Essa é outra pergunta que os pais ou médicos devem se fazer antes de submeter seus filhos a testes como esses. Digamos que a empresa esteja testando um gene cuja versão A esteja associada com força e a versão B esteja associada com endurance. Se a criança for AA (lembrem-se, possuímos duas cópias, ou alelos, de cada gene), a conclusão é fácil: que seja corredor de 100 m. Se a criança for BB, continua fácil: que seja maratonista ou triatleta. Mas e se for AB? Percebam que a conclusão “faça este ou aquele esporte” é bastante arbitrária se tomada levando-se em conta apenas o perfil genético. Num cenário um pouco mais complexo, em que a empresa testa múltiplos genes (10, digamos), a chance de todos eles apontarem para força ou todos apontarem para endurance é extremamente baixa. Isso significa que, na maioria esmagadora das vezes, lidaremos com informações conflitantes. Será que esse tipo de informação realmente nos ajudará a decidir o melhor esporte para seu filho?
Não adivinhe, desenvolva
O próprio conceito de detecção de talento tem sido revisto.
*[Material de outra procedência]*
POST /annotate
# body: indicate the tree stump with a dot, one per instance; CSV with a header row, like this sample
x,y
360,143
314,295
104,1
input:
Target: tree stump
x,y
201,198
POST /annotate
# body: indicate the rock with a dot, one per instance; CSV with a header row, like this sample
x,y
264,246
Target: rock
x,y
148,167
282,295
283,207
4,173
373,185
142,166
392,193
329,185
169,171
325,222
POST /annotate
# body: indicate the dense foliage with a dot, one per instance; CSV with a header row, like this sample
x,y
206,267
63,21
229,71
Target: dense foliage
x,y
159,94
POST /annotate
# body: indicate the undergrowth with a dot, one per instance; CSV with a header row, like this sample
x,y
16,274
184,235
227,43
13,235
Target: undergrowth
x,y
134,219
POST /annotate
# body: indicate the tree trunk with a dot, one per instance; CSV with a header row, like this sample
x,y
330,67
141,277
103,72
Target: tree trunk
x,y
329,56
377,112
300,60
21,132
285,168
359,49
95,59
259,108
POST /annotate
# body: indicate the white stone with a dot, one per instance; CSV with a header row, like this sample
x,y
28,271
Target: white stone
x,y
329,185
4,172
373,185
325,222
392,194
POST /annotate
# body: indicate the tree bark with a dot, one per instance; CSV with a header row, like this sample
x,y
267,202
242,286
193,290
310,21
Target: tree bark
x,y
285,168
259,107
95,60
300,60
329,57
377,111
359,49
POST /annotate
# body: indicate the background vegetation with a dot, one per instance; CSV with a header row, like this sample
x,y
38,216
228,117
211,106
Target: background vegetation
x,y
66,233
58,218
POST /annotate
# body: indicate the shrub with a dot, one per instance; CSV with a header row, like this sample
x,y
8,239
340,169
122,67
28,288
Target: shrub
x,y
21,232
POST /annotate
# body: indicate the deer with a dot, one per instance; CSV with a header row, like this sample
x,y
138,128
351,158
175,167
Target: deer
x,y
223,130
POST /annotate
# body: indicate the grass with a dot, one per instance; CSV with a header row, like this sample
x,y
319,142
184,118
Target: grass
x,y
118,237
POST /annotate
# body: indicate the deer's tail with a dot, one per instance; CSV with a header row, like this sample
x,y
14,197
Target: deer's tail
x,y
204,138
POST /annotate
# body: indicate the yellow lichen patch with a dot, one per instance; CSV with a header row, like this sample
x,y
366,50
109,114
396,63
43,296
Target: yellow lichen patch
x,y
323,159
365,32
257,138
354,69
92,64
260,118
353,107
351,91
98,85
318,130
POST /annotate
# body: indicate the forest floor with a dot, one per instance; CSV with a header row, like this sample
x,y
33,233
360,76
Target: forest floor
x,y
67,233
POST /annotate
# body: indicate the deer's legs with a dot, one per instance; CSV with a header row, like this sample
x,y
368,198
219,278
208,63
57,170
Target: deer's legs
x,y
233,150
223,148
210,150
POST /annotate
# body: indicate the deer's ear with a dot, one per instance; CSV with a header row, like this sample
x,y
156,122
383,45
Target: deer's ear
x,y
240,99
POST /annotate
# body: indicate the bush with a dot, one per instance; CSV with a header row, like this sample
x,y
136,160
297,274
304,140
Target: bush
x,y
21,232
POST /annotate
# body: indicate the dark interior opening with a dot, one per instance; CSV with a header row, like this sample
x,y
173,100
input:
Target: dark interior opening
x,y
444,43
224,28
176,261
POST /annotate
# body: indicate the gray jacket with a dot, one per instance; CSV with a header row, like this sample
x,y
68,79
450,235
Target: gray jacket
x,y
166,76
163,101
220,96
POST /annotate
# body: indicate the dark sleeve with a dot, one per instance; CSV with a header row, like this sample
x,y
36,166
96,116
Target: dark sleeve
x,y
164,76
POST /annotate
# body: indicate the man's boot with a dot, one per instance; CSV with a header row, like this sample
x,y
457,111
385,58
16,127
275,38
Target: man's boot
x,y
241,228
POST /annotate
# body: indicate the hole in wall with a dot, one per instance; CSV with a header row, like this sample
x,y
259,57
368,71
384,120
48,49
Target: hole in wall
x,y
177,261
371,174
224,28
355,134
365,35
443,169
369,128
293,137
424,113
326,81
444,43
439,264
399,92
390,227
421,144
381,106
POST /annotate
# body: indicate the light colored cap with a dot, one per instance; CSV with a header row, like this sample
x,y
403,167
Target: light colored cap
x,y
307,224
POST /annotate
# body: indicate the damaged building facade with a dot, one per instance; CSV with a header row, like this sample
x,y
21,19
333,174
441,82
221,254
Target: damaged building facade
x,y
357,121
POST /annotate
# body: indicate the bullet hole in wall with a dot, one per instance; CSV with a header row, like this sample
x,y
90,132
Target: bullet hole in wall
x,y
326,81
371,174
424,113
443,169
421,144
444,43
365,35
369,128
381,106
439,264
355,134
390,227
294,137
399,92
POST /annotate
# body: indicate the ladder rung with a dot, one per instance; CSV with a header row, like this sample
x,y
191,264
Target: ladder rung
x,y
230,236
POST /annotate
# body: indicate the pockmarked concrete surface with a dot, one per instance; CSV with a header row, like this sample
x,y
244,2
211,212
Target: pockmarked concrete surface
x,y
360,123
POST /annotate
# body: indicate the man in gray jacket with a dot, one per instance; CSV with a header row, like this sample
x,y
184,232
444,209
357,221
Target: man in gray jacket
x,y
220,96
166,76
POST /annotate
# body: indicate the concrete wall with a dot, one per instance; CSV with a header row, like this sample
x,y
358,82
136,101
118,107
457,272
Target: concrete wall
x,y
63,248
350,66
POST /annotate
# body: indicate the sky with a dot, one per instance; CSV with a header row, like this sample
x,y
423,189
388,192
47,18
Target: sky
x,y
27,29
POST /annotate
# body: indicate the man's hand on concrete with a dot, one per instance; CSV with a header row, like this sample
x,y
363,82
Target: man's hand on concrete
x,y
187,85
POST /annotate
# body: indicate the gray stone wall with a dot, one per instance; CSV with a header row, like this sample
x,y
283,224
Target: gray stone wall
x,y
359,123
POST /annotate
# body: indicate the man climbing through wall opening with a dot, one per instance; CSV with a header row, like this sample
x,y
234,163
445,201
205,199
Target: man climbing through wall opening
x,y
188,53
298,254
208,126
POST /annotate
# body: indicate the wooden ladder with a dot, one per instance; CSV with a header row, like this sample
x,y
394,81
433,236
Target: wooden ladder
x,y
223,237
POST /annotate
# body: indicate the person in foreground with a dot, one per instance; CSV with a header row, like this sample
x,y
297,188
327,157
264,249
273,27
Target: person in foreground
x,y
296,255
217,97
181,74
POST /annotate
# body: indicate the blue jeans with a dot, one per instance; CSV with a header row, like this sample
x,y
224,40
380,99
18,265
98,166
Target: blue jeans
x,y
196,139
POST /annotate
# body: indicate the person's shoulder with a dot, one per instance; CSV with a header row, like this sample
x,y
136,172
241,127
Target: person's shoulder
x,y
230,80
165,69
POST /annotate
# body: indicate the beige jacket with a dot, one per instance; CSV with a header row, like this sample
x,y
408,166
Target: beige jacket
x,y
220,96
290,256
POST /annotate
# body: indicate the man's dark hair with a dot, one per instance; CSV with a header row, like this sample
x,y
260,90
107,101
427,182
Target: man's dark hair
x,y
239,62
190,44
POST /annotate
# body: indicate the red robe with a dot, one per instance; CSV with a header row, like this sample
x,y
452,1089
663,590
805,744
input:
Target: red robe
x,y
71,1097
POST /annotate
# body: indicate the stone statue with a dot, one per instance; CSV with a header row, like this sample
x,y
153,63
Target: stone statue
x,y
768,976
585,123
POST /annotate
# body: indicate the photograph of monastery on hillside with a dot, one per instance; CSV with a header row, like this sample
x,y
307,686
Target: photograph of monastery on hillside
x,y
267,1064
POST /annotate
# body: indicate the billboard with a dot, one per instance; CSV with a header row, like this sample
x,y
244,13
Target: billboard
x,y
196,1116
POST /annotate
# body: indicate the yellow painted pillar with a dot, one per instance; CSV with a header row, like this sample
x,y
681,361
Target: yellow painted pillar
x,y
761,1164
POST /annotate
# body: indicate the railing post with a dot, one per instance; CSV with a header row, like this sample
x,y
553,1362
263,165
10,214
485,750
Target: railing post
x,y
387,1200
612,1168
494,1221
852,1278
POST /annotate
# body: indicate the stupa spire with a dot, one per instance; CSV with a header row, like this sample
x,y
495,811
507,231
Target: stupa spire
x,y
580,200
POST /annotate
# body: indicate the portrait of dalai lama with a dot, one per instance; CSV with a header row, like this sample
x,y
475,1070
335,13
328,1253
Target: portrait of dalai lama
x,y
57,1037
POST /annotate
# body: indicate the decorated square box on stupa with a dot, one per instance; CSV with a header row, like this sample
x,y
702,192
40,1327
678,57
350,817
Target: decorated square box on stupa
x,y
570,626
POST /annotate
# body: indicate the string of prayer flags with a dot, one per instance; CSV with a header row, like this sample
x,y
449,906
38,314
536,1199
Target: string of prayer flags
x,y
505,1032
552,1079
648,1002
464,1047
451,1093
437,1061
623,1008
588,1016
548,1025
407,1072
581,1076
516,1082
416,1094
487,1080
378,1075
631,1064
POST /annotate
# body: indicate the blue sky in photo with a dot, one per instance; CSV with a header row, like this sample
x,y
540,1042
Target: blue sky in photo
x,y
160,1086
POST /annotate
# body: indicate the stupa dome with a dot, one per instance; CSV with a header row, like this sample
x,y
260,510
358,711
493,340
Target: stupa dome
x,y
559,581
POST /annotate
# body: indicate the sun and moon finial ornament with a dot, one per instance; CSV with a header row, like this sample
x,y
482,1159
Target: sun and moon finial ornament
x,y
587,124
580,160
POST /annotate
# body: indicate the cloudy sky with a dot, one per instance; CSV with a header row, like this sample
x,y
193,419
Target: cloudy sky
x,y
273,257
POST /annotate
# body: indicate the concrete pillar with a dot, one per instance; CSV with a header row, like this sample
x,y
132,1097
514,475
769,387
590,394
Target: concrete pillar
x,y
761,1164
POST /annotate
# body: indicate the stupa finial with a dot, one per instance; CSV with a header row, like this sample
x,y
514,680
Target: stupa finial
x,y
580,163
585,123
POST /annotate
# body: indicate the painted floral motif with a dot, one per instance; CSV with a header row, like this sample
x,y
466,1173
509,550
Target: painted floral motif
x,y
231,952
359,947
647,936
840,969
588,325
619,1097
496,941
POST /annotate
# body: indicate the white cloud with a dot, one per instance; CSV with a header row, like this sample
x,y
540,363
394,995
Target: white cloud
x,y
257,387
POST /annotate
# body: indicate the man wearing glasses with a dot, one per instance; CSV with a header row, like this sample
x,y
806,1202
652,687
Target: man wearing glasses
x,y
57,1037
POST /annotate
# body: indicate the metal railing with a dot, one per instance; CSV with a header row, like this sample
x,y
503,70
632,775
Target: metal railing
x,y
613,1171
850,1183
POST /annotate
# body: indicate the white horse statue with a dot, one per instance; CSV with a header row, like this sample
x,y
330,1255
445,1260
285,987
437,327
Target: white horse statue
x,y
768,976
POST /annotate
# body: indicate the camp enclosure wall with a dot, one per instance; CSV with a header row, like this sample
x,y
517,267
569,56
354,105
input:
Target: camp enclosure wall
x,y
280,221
Em vez selecionar os promissores e excluir os “sem esperança”, justo seria que todas as crianças tivessem oportunidades de explorar ao máximo as habilidades, talentos e aptidões, sejam elas físicas, desportivas, intelectuais e etc. Forçar uma criança a praticar um esporte que não genuinamente ama pode levá-la rapidamente a desistir daquele esporte. É o que os cientistas chamam de burn-out. Nesse sentido, os testes genéticos podem mais atrapalhar do que ajudar. Da mesma forma, identificar um “perfil genético ideal” pode ter impactos fortes sobre a criança e seus pais, aumentando a pressão, a cobrança por resultados, por dedicação excessiva aos treinos, o que pode resultar em especialização precoce. Isso poderia ter efeito contrário ao esperado: em vez potencializar talentos, essas crianças poderiam ser tolhidas de suas chances de tornarem-se bons atletas no futuro. É compreensível que estejamos ansiosos para que os avanços da ciência traduzam-se em melhoras “visíveis” em nosso cotidiano. Mas precisamos estar atentos para quando “o bom e velho” continuar a ser a melhor opção.